To Eovaldi’s credit as well, he smoothed things out in the next inning. Another trend from the Red Sox early this year has been the offense mounting a comeback only to see the pitching staff give up a back-breaking rally to put the game out of reach. This time, Eovaldi faced just three batters in both the fourth and fifth innings, once again getting a double play in each frame. Those five innings would be all he’d get, and the overall line was still disappointing, but it was still nice to see him end strongly. The bar is low right now, you know?
So, now the team was in the familiar position in which the offense needs to rally and the bullpen needs to hold strong. The latter group has done well in that role all year, surprisingly being the best and most consistent portion of the roster. They did their job in the early going here as well, with both Heath Hembree and Colten Brewer coming in for perfect innings.
The offense did their thing this time around as well. It started in the fifth inning right after Eovaldi’s final pitch of the evening. Boston got back-to-back baserunners when Bogaerts hit a single and Devers drew a walk, and then with Pedroia at the plate Aaron Sanchez threw a pair of wild pitches to allow a run to score and get Boston to within one. Then, fast-forward to the seventh and Mitch Moreland did the damn thing again. With one swing of the bat he tied up this contest with a solo home run, his fifth of the year.
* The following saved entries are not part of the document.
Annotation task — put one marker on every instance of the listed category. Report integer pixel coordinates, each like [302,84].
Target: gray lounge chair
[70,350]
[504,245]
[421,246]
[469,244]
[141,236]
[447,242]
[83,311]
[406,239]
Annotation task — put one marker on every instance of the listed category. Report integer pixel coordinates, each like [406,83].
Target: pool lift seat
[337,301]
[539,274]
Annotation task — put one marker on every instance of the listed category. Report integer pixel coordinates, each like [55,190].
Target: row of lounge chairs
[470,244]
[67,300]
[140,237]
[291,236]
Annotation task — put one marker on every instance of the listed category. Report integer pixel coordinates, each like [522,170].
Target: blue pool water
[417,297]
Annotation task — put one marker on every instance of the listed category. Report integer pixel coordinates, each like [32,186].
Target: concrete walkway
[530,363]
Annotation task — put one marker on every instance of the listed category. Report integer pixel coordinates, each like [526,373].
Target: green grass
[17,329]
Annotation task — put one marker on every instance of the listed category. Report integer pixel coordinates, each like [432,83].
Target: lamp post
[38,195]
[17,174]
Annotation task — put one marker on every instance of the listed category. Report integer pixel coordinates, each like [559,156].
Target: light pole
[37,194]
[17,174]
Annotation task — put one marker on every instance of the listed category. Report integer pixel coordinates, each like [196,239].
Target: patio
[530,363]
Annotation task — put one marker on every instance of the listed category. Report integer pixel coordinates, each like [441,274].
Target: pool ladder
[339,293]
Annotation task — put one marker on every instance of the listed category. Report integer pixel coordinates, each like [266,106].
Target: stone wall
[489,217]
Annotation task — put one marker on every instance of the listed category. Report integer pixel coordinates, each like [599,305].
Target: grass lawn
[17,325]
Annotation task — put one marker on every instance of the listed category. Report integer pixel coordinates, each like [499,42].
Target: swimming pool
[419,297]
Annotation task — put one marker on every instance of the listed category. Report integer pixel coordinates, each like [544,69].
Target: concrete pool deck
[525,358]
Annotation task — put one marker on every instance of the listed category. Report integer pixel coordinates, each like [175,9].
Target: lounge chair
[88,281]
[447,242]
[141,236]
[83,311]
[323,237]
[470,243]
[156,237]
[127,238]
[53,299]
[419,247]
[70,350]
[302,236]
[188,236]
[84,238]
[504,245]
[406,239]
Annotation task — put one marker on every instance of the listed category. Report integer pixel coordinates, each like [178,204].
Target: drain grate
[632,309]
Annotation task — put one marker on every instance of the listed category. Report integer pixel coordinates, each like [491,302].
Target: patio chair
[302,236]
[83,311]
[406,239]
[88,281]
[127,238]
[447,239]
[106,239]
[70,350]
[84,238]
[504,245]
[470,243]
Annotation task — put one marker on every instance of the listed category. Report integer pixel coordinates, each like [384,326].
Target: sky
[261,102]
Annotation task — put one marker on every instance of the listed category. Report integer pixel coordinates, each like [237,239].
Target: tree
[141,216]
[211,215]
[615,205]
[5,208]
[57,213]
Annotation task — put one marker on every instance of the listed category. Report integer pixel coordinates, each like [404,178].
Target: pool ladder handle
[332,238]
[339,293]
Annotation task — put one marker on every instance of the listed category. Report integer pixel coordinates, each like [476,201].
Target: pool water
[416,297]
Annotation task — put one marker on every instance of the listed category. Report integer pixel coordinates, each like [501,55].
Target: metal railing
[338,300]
The bullpen’s run of shutdown performances ended in the eighth when Ryan Brasier took the mound. The righty had picked up right where he left off in 2018, dominating in the late innings as the 1B to Matt Barnes’ 1A. After getting a big strikeout to start his eighth inning, though, Galvis got to him. Toronto’s infielder has been red-hot to start the year and he’s all over any mistake any pitcher makes right now. Brasier’s pitch wasn’t even that bad as he threw a 1-0 changeup at the bottom of the zone, but it was a bit flat and Galvis was all over it. He sent it over the wall in right field for a solo homer, and Toronto was back out in front with a 6-5 lead.
After Boston went down in order in the eighth, Alex Cora opted to use Marcus Walden in the top of the ninth, a decision that seemed questionable at best in a one-run game with the Sox due to send the top of the order up for the bottom of the ninth. Walden would struggle, loading the bases with one out. Fortunately, he’d escape the jam with a strikeout and a ground out, giving the Boston one last chance to at least force extras. They got a one-out baserunner with a Betts walk, and then Moreland did it again. Well, not that but he ripped a double out to straightaway center to score Betts and tie this game right back up. Eduardo Núñez then came in to run for Moreland, and immediately stole third base. After J.D. Martinez was intentionally walked, and Bogaerts drew a regular ol’ walk, the bases were loaded with one out for Devers. Our son came through, chopping one over the infielders’ heads for a walk off single. Put it on the board.
The Red Sox will look to carry this momentum into their upcoming four-game set against the Orioles this weekend. That series will kick off Friday with Eduardo Rodriguez matching up against David Hess. First pitch comes at 7:10 PM ET.